Question #ba86e

1 Answer
Mar 22, 2017

Answer:

See below

Explanation:

I think it's more interesting if we try to work it from the paradigm SHM for a particle of mass #m#, ie without digging out equations that from memory might lead us straight there.

So, for displacement, we have the generalised idea of SHM:

#x(t) = A cos (omega t + psi)#

Kinetic Energy: #T = 1/2 m (dot x)^2 #

Velocity: #dot x = - omega A sin (omega t + psi) #

#implies T(t) = 1/2 m omega^2 A^2 sin^2 (omega t + psi) #

And:
#sin^2 theta in [0,1] implies T_(max) = 1/2 m omega^2 A^2 #

SHM is conservative and is in essence a system where energy oscillates between potential and kinetic energy. So at certain points in time, the energy is all either Kinetic or Potential Energy.

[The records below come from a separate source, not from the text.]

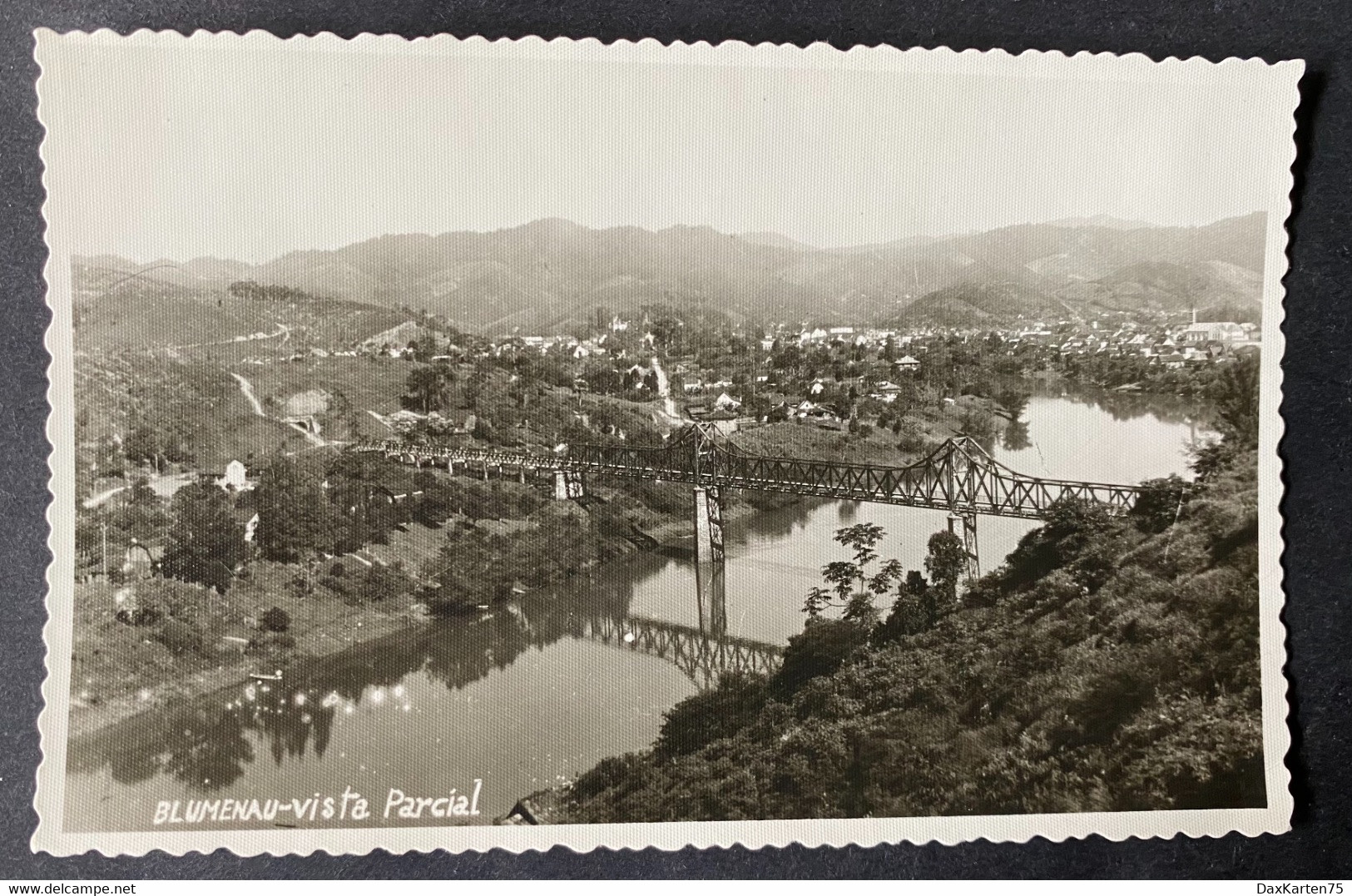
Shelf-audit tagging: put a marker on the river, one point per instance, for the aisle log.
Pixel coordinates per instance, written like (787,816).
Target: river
(541,690)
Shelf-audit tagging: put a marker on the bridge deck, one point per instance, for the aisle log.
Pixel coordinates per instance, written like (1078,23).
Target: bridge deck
(958,476)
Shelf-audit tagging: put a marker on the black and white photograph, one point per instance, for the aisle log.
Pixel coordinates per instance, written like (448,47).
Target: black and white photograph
(465,443)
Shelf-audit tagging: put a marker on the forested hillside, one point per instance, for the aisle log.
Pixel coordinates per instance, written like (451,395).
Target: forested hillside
(1109,666)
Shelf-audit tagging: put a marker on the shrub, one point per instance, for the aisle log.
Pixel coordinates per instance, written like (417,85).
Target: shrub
(275,619)
(1159,503)
(180,636)
(607,773)
(710,716)
(820,651)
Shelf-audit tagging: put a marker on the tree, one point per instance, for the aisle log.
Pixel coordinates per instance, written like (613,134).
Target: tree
(295,517)
(206,542)
(818,599)
(144,446)
(1159,503)
(1236,396)
(428,387)
(945,564)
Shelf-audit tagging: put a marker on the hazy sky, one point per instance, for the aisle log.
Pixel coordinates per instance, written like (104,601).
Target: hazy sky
(250,154)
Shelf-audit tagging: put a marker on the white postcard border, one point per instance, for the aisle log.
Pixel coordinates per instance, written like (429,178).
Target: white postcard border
(1278,86)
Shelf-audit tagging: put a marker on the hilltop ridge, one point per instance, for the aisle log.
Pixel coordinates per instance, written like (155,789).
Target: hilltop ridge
(552,273)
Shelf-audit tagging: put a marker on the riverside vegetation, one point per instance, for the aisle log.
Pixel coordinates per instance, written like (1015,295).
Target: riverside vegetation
(1109,664)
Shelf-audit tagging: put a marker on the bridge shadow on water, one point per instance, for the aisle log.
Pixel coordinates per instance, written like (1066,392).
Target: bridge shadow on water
(209,744)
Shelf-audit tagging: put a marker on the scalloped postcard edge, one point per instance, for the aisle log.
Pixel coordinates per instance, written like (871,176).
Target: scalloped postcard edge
(1280,84)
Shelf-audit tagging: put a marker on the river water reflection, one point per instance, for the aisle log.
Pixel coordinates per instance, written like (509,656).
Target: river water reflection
(541,690)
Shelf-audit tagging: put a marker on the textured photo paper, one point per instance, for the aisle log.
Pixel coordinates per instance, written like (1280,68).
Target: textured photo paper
(465,445)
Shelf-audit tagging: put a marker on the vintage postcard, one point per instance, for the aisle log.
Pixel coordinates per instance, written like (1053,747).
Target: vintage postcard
(465,445)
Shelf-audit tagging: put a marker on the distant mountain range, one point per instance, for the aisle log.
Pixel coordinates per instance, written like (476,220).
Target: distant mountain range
(553,275)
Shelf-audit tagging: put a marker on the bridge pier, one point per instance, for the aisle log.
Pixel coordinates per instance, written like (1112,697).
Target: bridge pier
(710,586)
(973,560)
(568,485)
(709,526)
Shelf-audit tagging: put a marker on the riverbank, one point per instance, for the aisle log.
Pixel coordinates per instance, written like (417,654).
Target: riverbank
(123,669)
(192,641)
(1086,673)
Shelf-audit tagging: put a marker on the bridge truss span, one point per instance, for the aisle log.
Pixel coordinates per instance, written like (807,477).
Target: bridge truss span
(958,476)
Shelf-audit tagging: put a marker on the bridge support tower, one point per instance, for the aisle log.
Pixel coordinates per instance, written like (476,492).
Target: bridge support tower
(568,485)
(968,521)
(710,582)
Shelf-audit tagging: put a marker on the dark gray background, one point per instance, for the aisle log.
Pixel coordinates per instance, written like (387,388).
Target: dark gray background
(1315,449)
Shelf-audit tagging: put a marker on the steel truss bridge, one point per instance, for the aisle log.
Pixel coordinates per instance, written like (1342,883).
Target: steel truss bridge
(701,656)
(958,476)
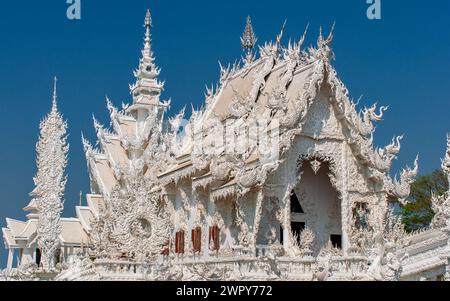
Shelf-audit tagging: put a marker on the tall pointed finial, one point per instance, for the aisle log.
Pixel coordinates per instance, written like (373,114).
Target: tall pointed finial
(248,39)
(303,37)
(322,42)
(147,25)
(54,104)
(446,160)
(280,36)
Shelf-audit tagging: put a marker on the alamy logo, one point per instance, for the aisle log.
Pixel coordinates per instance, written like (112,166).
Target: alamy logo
(74,9)
(374,9)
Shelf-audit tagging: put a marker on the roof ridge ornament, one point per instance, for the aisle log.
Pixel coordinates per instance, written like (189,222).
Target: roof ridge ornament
(248,41)
(147,88)
(323,45)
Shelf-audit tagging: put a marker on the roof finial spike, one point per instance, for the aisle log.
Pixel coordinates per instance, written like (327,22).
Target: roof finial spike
(148,19)
(147,40)
(302,39)
(248,41)
(54,104)
(280,36)
(248,38)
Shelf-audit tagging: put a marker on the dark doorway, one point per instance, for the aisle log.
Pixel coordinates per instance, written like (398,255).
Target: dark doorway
(38,257)
(295,204)
(336,241)
(281,235)
(58,256)
(297,229)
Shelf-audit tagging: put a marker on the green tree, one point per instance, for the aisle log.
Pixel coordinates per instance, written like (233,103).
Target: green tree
(417,214)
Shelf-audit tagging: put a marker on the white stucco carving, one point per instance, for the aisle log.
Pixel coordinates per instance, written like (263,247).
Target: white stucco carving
(276,178)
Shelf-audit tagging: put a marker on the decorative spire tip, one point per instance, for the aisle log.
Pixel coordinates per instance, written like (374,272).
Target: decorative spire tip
(148,19)
(54,105)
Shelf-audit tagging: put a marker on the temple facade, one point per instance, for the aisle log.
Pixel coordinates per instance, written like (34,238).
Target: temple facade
(275,178)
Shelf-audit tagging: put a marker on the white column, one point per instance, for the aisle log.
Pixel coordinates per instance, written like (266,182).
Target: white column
(10,259)
(345,204)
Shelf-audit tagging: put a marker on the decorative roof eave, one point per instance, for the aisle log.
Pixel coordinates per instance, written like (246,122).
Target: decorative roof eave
(8,239)
(91,157)
(177,174)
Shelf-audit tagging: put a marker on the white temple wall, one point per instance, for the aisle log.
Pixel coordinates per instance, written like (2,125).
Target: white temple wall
(224,219)
(320,203)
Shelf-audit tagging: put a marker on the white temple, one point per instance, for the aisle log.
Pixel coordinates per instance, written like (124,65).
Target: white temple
(275,178)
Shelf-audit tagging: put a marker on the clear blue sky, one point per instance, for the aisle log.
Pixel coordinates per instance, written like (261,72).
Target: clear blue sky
(402,61)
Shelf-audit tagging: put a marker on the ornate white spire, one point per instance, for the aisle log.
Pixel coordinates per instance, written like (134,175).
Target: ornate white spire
(147,89)
(446,160)
(248,41)
(50,183)
(54,103)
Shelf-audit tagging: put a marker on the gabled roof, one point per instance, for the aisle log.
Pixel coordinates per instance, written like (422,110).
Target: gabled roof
(16,227)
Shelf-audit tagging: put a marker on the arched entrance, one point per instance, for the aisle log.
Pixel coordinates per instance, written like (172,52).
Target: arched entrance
(316,204)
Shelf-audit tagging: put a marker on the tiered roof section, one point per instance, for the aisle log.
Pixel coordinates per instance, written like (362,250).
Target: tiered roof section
(281,84)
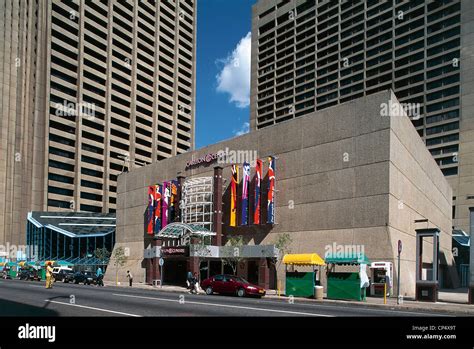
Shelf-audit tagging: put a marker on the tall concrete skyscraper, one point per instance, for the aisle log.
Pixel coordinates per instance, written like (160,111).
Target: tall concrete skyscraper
(89,89)
(309,55)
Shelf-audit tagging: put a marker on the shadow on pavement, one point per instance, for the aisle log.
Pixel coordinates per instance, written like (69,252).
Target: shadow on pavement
(10,308)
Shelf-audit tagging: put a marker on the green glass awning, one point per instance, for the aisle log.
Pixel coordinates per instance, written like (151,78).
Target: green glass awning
(179,230)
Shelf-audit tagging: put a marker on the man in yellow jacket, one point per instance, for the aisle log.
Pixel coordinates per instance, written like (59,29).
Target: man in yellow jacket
(49,275)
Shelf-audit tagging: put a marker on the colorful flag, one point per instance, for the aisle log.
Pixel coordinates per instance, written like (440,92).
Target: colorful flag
(173,200)
(271,191)
(233,195)
(165,204)
(258,180)
(245,193)
(150,210)
(157,208)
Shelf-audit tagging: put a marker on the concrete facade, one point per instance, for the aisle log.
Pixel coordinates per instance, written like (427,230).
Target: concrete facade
(310,55)
(344,175)
(89,90)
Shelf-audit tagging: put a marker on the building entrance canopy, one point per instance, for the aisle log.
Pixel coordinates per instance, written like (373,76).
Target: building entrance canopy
(181,230)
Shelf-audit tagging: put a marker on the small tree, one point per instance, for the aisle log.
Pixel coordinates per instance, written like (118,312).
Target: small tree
(283,242)
(119,260)
(102,254)
(233,252)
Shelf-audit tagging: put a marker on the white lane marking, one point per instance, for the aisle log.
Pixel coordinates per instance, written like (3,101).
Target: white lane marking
(93,308)
(224,305)
(354,307)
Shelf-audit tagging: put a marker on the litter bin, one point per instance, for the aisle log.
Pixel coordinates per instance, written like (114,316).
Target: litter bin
(318,292)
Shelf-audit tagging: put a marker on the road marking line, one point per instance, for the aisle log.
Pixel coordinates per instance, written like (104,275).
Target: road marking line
(225,305)
(93,308)
(390,308)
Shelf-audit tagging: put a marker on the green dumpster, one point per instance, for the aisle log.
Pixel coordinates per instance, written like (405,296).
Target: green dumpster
(301,284)
(346,285)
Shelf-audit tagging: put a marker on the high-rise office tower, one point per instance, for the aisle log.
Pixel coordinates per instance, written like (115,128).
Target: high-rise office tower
(89,89)
(308,55)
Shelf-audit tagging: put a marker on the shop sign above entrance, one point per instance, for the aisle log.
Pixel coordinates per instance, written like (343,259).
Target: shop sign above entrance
(175,251)
(206,159)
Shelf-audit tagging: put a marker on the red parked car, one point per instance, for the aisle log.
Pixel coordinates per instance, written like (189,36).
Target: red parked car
(230,284)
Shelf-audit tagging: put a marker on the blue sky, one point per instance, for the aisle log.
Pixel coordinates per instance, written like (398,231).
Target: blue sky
(222,71)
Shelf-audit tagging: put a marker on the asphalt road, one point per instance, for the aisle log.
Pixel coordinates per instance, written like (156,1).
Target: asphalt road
(30,298)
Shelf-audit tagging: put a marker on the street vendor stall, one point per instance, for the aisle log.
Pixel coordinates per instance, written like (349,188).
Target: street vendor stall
(347,285)
(381,278)
(302,284)
(9,270)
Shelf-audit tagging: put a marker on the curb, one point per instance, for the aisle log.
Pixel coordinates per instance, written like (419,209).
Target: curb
(416,307)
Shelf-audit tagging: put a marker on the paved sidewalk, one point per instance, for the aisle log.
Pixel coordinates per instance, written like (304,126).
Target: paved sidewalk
(451,303)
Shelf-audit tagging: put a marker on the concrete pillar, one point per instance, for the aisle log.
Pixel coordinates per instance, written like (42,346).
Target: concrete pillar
(180,179)
(263,273)
(155,265)
(217,200)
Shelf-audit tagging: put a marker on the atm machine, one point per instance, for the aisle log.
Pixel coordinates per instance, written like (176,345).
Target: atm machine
(381,272)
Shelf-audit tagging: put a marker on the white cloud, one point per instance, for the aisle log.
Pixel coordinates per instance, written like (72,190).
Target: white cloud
(243,130)
(234,78)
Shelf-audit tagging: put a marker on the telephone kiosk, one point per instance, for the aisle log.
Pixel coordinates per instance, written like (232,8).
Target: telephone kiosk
(381,273)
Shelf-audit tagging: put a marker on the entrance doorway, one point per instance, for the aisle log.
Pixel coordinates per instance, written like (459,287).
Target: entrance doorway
(174,272)
(252,272)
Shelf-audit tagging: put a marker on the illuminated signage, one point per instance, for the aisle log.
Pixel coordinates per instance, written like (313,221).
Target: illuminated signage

If follows for Potential Energy #U(t)# that:

#U_(max) = 1/2 m omega^2 A^2 #

In terms of Total Energy #E_T(t)#, we also can see that:

#E_T(t) = T(t) + U(t) = const implies E_T = 1/2 m omega^2 A^2#

Now at #x = A/2#, and if at that time, #t = tau # , then:

#A/2 = A cos (omega tau + psi) implies cos (omega tau + psi) = 1/2#

#T(tau) = 1/2 m omega^2 A^2 sin^2 (omega tau + psi) #

#= 1/2 m omega^2 A^2 (1 - cos^2 (omega tau + psi) )#

#= 3/8 m omega^2 A^2 #

So

#(T(tau))/(E_T(tau)) = ( 3/8 m omega^2 A^2)/(1/2 m omega^2 A^2)#

# = color(blue)(3/4)#

And:

#(U(tau))/(E_T(tau)) = 1 - 3/4 = color(blue)(1/4) #